I read with great interest the News & Views article by Schmieder (How should data from SYMPLICITY HTN-3 be interpreted? Nat. Rev. Cardiol. 11, 375–376; 2014).1 Schmieder provided an excellent overview of the randomized, sham-controlled, single-blinded SYMPLICITY HTN-3 trial,2 and provided possible explanations why renal denervation did not lower blood pressure in this cohort of patients.
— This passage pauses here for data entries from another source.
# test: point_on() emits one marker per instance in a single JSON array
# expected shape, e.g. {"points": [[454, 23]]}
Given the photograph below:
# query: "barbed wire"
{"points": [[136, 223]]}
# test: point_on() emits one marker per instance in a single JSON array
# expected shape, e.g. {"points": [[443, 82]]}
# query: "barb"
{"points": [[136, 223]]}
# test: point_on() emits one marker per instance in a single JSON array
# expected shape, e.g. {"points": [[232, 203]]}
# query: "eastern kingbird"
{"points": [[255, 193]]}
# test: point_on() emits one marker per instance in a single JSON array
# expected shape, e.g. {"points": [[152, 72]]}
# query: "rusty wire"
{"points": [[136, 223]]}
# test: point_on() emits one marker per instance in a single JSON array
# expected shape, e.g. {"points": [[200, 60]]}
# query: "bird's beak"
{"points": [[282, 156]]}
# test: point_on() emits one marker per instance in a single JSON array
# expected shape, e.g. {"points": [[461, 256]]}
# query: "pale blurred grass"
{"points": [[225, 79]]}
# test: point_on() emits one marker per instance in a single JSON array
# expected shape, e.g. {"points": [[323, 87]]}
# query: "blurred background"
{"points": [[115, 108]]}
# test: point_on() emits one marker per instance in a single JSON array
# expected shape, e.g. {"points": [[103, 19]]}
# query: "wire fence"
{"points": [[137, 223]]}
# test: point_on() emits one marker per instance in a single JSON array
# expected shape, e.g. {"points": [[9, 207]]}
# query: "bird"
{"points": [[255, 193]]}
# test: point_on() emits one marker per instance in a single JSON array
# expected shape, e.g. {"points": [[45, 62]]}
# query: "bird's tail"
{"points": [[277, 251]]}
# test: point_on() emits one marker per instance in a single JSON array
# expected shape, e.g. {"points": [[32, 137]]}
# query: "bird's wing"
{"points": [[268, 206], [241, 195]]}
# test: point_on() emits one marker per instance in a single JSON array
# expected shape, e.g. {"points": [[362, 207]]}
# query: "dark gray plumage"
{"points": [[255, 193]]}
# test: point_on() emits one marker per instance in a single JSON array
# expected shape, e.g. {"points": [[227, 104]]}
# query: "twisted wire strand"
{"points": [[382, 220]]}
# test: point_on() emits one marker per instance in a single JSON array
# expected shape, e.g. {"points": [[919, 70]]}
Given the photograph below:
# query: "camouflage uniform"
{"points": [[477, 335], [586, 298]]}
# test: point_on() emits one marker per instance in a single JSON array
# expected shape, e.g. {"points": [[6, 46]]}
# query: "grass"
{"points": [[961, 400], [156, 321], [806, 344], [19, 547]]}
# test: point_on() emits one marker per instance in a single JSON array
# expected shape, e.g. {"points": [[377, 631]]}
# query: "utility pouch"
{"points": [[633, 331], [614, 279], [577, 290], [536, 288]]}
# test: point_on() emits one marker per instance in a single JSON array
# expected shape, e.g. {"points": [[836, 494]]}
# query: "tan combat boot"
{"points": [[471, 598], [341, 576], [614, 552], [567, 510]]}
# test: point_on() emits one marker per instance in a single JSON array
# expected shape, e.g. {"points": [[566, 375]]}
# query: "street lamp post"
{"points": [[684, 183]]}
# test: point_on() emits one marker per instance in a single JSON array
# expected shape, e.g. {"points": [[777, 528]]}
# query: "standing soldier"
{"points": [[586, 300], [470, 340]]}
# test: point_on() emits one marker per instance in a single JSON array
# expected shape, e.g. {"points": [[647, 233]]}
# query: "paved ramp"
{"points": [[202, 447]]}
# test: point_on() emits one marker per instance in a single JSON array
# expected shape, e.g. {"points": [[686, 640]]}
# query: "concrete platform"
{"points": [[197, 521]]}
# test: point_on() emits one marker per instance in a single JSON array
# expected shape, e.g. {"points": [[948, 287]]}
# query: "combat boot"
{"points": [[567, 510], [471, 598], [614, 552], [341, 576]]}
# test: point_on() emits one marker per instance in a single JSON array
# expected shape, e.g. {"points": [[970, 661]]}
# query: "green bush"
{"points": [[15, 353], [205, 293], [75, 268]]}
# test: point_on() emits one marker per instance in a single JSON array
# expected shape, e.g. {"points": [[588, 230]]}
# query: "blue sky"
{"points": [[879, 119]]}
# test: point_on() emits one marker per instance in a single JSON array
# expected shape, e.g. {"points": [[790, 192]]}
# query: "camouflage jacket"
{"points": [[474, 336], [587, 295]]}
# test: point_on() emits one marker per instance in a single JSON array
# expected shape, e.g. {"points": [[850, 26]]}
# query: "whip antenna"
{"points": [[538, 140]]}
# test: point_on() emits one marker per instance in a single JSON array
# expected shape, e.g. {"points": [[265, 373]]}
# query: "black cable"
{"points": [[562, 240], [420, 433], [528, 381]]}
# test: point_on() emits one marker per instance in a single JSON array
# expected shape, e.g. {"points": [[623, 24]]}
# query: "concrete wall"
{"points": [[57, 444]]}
Schmieder stated that several clinical trials on renal denervation “have uniformly demonstrated significant reductions in both systolic and diastolic blood pressure”.1 However, the studies in which renal denervation failed to lower blood pressure were not cited, including four studies that showed no decrease in office blood pressure after renal denervation.3,4,5,6 An additional seven studies that showed no decrease in 24-h ambulatory blood pressure after renal denervation were also not mentioned.7,8,9,10,11,12,13 Admittedly, patient numbers in these 11 trials were small (n = 6–24), and the majority of clinical studies reported have shown a reduction in blood pressure with renal denervation. Nevertheless, being aware of these negative findings is important.3,4,5,6,7,8,9,10,11,12,13 For example, Fadl Elmula et al. reported that in six patients with true resistant hypertension, office blood pressure remained unchanged at 1, 3 and 6 months after renal denervation.3 This study was the first to use witnessed intake of medication to exclude patients with poor drug adherence. Drug adherence was not verified in the SYMPLICITY HTN trials.2,14,15

Schmieder offered several explanations for the negative results of the SYMPLICITY HTN-3 trial. One reason suggested was ethnic differences in response to renal denervation. Unlike previous trials, 26.2% of the study population in the SYMPLICITY HTN-3 trial2 were African American. Sub-analyses of ethnicity showed that African-American individuals responded poorly to renal denervation compared with non-African-American individuals, who exhibited “a substantial reduction in mean systolic blood pressure with renal denervation compared with the control group”.1 However, the difference was no longer significant after adjusting for multiple comparisons.16 Schmieder also suggested that the operators of renal denervation in the SYMPLICITY HTN-3 trial lacked experience; however, a previous study demonstrated that renal denervation was ineffective even when performed by very experienced operators.3

The 11 trials cited above,3,4,5,6,7,8,9,10,11,12,13 together with the SYMPLICITY HTN-3 trial,2 clearly demonstrate that renal denervation is not effective for lowering blood pressure in every patient with resistant hypertension, highlighting the need to identify predictors of the blood-pressure response to renal denervation.17 A major limitation of the reported clinical trials on renal denervation is that the baseline sympathetic tone of patients has not been investigated. Renal denervation was designed to lower blood pressure by inhibiting the increased sympathetic tone commonly observed in patients with hypertension and, therefore, might not be effective in patients whose sympathetic tone is not increased.18 Muscle sympathetic nerve activity,19 heart rate variability,20 and blood-pressure response to electrical stimulation of renal arteries21 might be useful parameters to investigate sympathetic tone. In the future, we must investigate whether increased sympathetic tone predicts the blood-pressure response to renal denervation. If so, this marker will help to identify patients who are likely to benefit from this therapy, and avoid possible harm to nonresponders.